Conventional genome assemblies collapse the genetic information of a diploid or polyploid individual into a single-haplotype representation. A single-haplotype representation of a genome is useful for some of the downstream analyses, for example for variant discovery, however it also has disadvantages. Most importantly, it omits the information on alternative haplotype(s), which might be important for traits of interest. This is particularly inconvenient for species that harbor large genetic diversity, as well as for traits that tend to be associated to complex regions (e.g. resistance-related genes).
To overcome the limitations of a conventional (haploidized) assembly, we generated a haplotype-resolved assembly of the most important ornamental nightshade, petunia (Petunia hybrida) using the latest PacBio HiFi sequencing technology combined with a Phase Genomics Hi-C kit for scaffolding. The haplotype-resolved assembly is comprised of two sets of seven chromosomes, with each haplotype approximately 1.3 Gb in size (2n = 14), as well as a chloroplast and mitochondrion assembly. Remarkably, the PacBio HiFi data in combination with Hi-C achieved higher contiguity than the gold-standard trio-binning approach that uses sequencing data of parents of the sequenced P. hybrida individual. Neither contained evidence of haplotype switches.

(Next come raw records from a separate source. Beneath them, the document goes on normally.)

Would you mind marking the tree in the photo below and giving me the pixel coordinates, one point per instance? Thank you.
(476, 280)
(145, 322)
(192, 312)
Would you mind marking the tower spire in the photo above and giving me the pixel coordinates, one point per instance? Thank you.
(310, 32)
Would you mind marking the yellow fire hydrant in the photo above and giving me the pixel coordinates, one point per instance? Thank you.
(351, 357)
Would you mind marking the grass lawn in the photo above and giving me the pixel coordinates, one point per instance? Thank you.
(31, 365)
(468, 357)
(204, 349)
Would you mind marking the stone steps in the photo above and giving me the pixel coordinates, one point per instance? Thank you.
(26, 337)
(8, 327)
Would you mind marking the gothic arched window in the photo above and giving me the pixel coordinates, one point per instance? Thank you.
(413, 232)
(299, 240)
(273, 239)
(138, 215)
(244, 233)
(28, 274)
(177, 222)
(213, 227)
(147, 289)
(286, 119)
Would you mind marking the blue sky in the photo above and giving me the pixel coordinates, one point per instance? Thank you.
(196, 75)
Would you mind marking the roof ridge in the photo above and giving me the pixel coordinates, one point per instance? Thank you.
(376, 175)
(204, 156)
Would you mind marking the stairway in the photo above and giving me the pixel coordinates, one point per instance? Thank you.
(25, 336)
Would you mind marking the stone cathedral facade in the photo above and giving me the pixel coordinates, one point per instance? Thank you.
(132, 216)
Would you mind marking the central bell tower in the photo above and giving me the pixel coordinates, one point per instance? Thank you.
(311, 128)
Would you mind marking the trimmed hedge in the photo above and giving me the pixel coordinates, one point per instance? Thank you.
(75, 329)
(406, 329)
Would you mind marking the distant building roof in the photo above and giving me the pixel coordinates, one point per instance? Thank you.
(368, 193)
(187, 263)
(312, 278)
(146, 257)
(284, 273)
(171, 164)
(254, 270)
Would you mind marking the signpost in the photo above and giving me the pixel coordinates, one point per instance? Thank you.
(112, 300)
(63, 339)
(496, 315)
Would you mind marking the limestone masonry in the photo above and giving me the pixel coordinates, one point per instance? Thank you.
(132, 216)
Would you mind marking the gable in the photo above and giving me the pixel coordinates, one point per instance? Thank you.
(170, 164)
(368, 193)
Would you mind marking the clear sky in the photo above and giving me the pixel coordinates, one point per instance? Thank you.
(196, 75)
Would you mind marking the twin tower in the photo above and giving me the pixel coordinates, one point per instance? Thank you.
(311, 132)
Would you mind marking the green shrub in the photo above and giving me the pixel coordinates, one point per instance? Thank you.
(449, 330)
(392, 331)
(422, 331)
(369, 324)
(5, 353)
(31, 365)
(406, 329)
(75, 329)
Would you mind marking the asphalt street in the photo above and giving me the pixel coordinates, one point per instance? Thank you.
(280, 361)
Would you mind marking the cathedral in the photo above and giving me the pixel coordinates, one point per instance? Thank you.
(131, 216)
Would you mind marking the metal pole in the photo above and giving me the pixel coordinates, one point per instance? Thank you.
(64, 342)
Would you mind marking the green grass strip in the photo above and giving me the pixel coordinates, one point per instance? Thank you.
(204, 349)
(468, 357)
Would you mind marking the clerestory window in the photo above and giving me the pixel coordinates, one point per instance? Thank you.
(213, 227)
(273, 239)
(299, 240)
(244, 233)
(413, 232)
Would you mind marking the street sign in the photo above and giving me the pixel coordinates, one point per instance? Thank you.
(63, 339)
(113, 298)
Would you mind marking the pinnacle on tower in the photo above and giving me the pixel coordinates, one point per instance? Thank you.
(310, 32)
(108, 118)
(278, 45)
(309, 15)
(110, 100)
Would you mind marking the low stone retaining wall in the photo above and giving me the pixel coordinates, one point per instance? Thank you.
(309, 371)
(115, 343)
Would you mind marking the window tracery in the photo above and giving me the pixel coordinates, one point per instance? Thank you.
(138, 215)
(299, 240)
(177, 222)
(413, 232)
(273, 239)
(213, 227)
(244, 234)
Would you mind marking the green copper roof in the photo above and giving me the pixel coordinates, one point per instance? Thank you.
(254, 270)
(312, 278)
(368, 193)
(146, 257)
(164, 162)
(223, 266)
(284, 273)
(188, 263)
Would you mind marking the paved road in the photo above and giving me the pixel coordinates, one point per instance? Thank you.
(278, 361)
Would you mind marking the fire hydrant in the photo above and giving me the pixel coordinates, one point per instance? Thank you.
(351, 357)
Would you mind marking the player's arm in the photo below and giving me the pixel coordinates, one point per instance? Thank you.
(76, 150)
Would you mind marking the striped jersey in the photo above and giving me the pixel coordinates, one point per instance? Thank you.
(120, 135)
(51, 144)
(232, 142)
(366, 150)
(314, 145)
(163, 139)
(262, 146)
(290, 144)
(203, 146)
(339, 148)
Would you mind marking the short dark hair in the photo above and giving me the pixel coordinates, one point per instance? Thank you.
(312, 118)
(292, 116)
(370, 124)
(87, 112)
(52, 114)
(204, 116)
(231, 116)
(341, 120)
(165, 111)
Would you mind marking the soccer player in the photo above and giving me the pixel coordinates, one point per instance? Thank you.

Based on the statistics, the haplotype-resolved genome assembly was a remarkable success. However, a genome assembly is only as valuable as the information that we can derive from it. We thus next annotated the petunia assembly and integrated it into a pangenome with two publicly available (haploidized) P. axilaris and P. inflata genome assemblies. Using the graph-based pangenomics toolkit PanTools we analyzed gene presence/absence polymorphisms, and found species-specific regions as well as larger structural variants. For this analysis, the availability of information on both haplotypes for the highly heterozygous P. hybrida sample provides crucial information on candidate genes for a number of traits.
This work was presented by our colleague Bart Nijland at the AGBT Ag meeting in San Diego on April 4, 2022, and by Peter van Dam at Plant Genomes Online on April 28, 2022.